Der Generalsekretär der RMT, Mick Lynch, sagte: „Herr Shapps ist nicht befugt, Benachrichtigungen gemäß Abschnitt 188 auszustellen, da er nicht der rechtmäßige Arbeitgeber ist, aber jetzt scheint er entschlossen zu sein, Eisenbahnarbeiter durch Feuer zu zwingen und wieder einzustellen, obwohl er zuvor behauptet hatte, er habe nichts dazu mit Verhandlungen zwischen den Arbeitgebern und den Gewerkschaften zu tun.“

Er fügte hinzu: „Der Minister scheint auch zunehmend verzweifelt und außer Kontakt zu sein und macht wilde Behauptungen über Zugverbindungen zwischen London und Manchester, ohne eine Ahnung zu haben, was tatsächlich passiert.“

Lynchs Kommentare beziehen sich darauf, dass Shapps die Anzahl der Züge, die zwischen Manchester und London verkehren, beim BBC-Frühstück überbewertet hat.

Shapps sagte: „Sie haben Ihren Zuschauern fälschlicherweise gesagt, dass nur ein Zug von Manchester nach London fährt.
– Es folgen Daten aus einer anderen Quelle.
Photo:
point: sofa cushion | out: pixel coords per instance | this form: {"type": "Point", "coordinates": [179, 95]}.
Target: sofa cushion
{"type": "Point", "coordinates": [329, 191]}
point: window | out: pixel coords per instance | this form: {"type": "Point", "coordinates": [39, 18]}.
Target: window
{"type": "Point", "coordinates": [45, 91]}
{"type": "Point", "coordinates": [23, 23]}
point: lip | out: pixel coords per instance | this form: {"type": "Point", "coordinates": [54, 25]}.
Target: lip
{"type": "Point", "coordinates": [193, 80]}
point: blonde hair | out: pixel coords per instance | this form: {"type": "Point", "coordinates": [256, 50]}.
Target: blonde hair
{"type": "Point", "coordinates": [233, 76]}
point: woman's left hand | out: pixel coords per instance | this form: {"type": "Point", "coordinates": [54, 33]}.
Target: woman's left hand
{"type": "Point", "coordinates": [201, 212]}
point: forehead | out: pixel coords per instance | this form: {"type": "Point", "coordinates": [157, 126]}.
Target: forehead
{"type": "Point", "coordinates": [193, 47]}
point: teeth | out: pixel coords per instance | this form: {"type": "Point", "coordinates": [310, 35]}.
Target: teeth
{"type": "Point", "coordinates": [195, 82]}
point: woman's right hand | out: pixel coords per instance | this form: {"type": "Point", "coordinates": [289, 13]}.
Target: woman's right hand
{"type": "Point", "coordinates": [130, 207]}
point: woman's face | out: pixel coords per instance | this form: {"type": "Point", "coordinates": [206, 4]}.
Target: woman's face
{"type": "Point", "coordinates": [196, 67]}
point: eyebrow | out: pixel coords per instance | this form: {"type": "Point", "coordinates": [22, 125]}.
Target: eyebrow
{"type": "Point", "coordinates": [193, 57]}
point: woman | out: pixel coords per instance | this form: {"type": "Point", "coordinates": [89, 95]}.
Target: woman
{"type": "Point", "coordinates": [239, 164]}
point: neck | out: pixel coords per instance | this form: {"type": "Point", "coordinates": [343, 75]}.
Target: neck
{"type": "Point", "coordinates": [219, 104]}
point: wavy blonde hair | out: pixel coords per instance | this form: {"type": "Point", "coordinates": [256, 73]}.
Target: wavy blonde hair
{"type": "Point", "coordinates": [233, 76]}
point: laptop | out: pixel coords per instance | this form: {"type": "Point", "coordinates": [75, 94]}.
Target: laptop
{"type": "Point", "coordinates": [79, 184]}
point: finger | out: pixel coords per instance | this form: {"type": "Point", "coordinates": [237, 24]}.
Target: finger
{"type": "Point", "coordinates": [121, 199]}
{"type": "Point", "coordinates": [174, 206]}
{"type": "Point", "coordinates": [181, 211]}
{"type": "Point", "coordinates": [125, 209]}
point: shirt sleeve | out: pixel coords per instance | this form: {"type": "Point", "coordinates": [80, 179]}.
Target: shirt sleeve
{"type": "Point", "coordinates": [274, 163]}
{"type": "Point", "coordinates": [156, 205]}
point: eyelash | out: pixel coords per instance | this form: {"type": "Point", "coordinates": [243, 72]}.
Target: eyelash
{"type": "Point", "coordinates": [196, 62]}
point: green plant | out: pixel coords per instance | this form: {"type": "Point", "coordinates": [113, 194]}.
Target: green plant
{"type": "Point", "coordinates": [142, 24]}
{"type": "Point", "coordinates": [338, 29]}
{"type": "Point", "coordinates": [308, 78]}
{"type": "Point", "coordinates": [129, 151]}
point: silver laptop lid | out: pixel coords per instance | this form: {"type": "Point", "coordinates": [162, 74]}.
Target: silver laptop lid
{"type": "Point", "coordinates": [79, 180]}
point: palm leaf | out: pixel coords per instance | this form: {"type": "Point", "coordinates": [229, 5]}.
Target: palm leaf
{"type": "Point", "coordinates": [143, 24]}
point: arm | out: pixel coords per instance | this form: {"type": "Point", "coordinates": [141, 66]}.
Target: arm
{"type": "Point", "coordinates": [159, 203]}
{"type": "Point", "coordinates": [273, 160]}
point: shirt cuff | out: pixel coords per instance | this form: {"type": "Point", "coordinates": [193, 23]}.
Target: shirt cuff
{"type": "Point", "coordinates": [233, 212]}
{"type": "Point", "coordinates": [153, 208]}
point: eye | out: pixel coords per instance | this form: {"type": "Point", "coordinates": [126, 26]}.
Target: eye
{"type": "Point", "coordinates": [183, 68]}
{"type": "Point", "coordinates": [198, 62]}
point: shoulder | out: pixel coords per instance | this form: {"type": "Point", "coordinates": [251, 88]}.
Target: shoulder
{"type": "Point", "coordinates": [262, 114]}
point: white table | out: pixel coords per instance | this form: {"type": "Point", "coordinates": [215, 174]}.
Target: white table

Das ist auch im reduzierten Fahrplan nicht der Fall – es sind vier Züge pro Stunde.“

Die Analyse der Zugfahrpläne durch die Press Association ergab, dass bis zum 10. September ein Zug pro Stunde in jede Richtung zwischen Manchester und London verkehrt.

Die Sekretärin des Schattentransports, Louise Haigh, sagte, Shapps habe „keine Ahnung, wie schlimm die Störung ist, die er unterschrieben hat“, und nannte ihn „ahnungslos“.

Das Verkehrsministerium behauptete, Shapps beziehe sich auf die Gesamtfrequenz der von Avanti West Coast betriebenen Züge, die seit dem 14. August für alle Standorte von und nach London, einschließlich Manchester, auf vier pro Stunde in jede Richtung reduziert wurde.